The main limitation in the University of Chicago and the Devonian databases was a lack of flexibility. This lack of flexibility is because the original concept was essentially a flat table. Put simply, one record was one line of text in a file. Generally speaking, you can do a lot with those kinds of files. For complicated data like lithological databases, those flat files create stark problems.

One example of the problems presented by flat files and lithological databases is lithology. In the original UC system and the Devonian system, lithologies were listed in a single field using alphanumeric codes in order of prominence. So, the codes were limited to 1 character from A-Z, 0-9. Thus, you could only have 36 lithology types. That’s not much ameanifult all.

Another example is the time scale. One of the key things the database must be able to handle is time. The rocks are most meaningful in context of other rocks that formed at the same time. In most database searches, this usually requires searching by a number but you might want to search by epoch or series as well. This gets more complicated if you want to search by number using a different time scale where the the early and late boundaries for your desired time range might be a little off.

These problems are really minor issues in the original databases compared to actually doing something about them. For example, I had to use Microsoft Excel for my database and was limited to file sizes of about 1 megabyte, the size of a 3.5 inch floppy. Thus, you might notice that all record numbers have a region code; the region code also represented what file contained the record.

Today, however, fully relational databases are everywhere. Oracle, Access, Filemaker, even Bento are examples of commercially available databases. For open source, there’s MySQL, Postgres, and Sqlite in addition to other types of file formats like XML, JSON, and a host of others.

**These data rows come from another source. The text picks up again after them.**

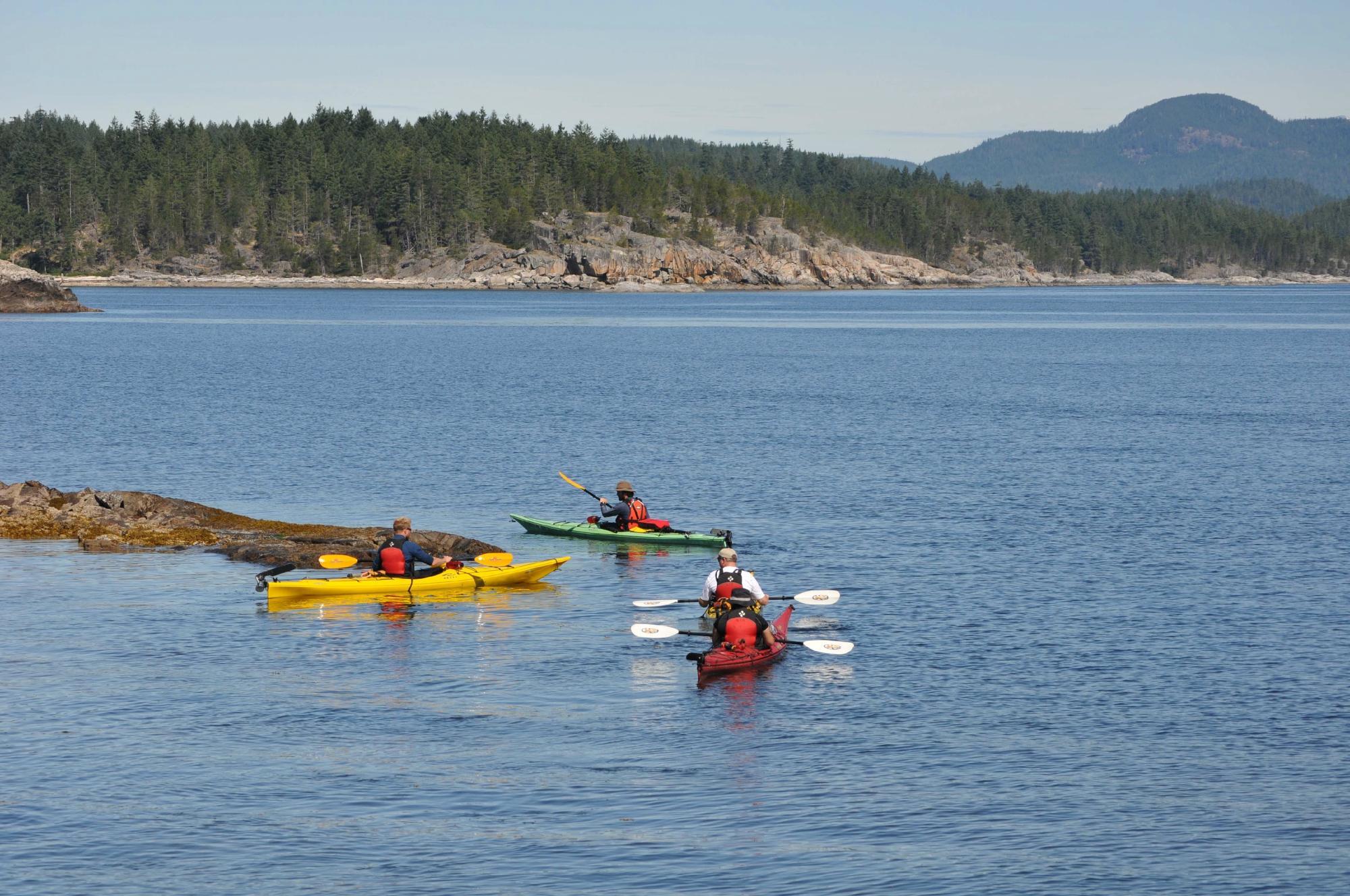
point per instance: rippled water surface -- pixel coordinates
(1093, 547)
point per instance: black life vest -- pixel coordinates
(392, 559)
(727, 585)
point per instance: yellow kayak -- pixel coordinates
(464, 580)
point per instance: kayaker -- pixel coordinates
(724, 582)
(628, 511)
(743, 628)
(396, 555)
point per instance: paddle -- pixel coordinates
(577, 485)
(273, 573)
(823, 598)
(838, 648)
(342, 561)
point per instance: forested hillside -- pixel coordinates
(344, 194)
(1282, 196)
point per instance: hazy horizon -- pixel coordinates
(857, 82)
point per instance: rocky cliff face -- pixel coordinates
(140, 520)
(597, 252)
(604, 253)
(28, 292)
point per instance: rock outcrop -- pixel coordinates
(29, 292)
(597, 252)
(140, 520)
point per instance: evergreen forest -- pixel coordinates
(345, 194)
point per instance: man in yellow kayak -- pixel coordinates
(728, 582)
(396, 555)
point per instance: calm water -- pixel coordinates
(1093, 547)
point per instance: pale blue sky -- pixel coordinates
(905, 80)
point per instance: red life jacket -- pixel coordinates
(742, 634)
(392, 557)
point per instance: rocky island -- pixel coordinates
(29, 292)
(144, 522)
(599, 252)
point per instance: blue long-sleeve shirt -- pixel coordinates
(412, 551)
(619, 509)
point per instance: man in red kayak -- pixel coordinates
(396, 555)
(743, 628)
(724, 582)
(628, 511)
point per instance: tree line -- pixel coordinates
(345, 194)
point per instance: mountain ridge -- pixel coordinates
(1179, 142)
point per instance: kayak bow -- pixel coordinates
(715, 539)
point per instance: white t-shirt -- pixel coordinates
(749, 582)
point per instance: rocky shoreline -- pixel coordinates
(121, 522)
(25, 292)
(603, 253)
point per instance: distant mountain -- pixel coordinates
(1282, 196)
(1187, 141)
(890, 163)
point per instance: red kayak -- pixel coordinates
(723, 661)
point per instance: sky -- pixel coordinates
(855, 78)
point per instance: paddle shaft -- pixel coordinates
(577, 485)
(700, 600)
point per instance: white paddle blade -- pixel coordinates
(821, 597)
(654, 631)
(838, 648)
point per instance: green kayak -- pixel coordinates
(715, 539)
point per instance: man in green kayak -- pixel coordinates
(628, 512)
(396, 555)
(728, 581)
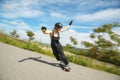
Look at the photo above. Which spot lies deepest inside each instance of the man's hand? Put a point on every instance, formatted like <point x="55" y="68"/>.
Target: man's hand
<point x="71" y="22"/>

My preference today is Sqlite. It doesn’t require a server and is fully open with no GNU hindrances. Furthermore, there is an important extension to Sqlite: Spatialite. Spatialite adds open GIS data fields and commands to Sqlite. This allows direct import into some GIS apps, such as Quantum GIS, or the creation of shapefiles for use in other GIS platforms.

In any case, with modern relational databases, the limits of the old UC approach fall away. However, this comes with the price of more complexity. either you have to be good with SQL or you have to have a software interface to do the hard work for you.

In the next few weeks/months, I hope to update everyone on my design progress.